被測位装置11の位置は、例えば、フロアマップの上に印を表示することによりグラフィカルに表示してもよく、そのそばに来訪者の氏名や会社名などを表示してもよい。
これにより、例えば来訪者がトイレに行くなどして待ち合わせ場所にいない場合であっても、応対者が来訪者を探し回る必要がない。また、例えば来訪者がオフィスビルのなかで迷ってしまった場合は、来訪者のいる場所まで迎えにいくことができる。
【0016】
装置回収部17は、来訪者に貸与された被測位装置11を回収する。
装置回収部17は、例えばオフィスビルの退館ゲートの手前に設置された装置であり、被測位装置11を投入できる投入口を有する。来訪者が貸与された被測位装置11を退館時に投入口に投入すると、装置回収部17は、投入された被測位装置11を回収して、識別子を読み取る。来客情報管理部13は、装置回収部17が読み取った識別子に基づいて、その被測位装置11が回収されたことを記憶する。

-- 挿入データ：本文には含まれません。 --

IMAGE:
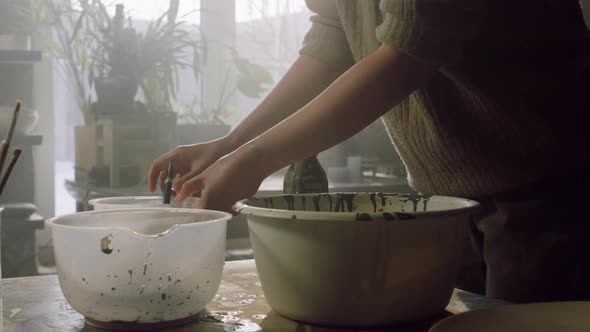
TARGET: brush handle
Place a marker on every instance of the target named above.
(13, 123)
(13, 161)
(3, 154)
(168, 184)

あるいは、装置回収部17は、オフィスビルの受付に設置された端末装置であり、来訪者が貸与された被測位装置11を退館時に受付担当者に返却すると、返却された被測位装置11の識別子を、装置回収部17が読み取り、又は、受付担当者が装置回収部17に入力する。
【0017】
返却警告部18は、来訪者が貸与された被測位装置11を返却していない場合に、警告をする。

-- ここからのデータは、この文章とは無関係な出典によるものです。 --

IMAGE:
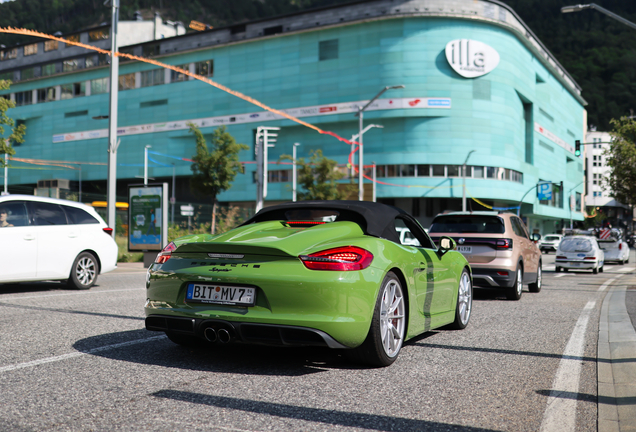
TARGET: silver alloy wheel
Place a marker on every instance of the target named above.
(392, 318)
(464, 299)
(85, 271)
(519, 282)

返却警告部18は、例えばオフィスビルの退館ゲートに設置され、来訪者が被測位装置11を持ったまま退館ゲートを通ろうとすると、そのことを検知し、警告を表示したり警告音を発したりして、被測位装置11の返却を来訪者に促す。なお、被測位装置11を返却しなければ退館ゲートが開かないよう構成してもよい。

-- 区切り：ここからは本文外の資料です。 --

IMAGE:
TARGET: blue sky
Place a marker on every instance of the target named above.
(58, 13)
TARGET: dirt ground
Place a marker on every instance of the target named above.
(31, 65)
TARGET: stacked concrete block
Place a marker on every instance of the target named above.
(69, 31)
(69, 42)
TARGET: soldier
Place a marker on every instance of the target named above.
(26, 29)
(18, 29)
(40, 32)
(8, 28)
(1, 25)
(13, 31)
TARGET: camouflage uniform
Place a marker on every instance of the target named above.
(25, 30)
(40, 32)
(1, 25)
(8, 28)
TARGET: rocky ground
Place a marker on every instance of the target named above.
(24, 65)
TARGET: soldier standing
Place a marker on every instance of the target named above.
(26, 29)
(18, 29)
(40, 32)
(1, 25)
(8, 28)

あるいは、返却警告部18は、オフィスビルの受付に設置された端末装置であり、来訪者が被測位装置11を持ったまま受付の前を通り過ぎようとすると、そのことを検知し、警告を表示したり警告音を発したりして、受付担当者に対して来訪者が被測位装置11を返却していないことを通知する。
来訪者が被測位装置11を返却したか否かは、例えば退館ゲートに設置された専用の検知装置によって検知してもよいし、測位部12が測定した被測位装置11の位置に基づいて判定してもよい。例えば、測位部12が測定した被測位装置11の位置に基づいて。被測位装置11が受付の付近にあるか否かを判定し、来客情報管理部13が記憶した情報に基づいて、被測位装置11が返却済か否かを判定して、被測位装置11が受付の付近にあり、かつ、被測位装置11が返却済でない場合に、来訪者が被測位装置11をまだ返却していないと判定する。
【0018】
図2を参照して、時系列に沿って、来客管理システム10の動作の一例を説明する。
【0019】
まず、予約工程71において、応対者が来訪予定を来客管理システム10に入力する。来客管理システム10は、入力された内容に基づいて、来訪者、来訪予定日時、応対者などについての情報を記憶し、入館許可証を発行する。応対者は、発行された入館許可証を、電子メールなどにより、来訪者に送付する。
【0020】
次に、入館工程72において、来訪者がオフィスビルに来訪する。来客認証部14は、来訪者が持参した入館許可証を用いて、来訪者を認証する。認証に成功すると、装置貸与部15が、被測位装置11を来訪者に貸与する。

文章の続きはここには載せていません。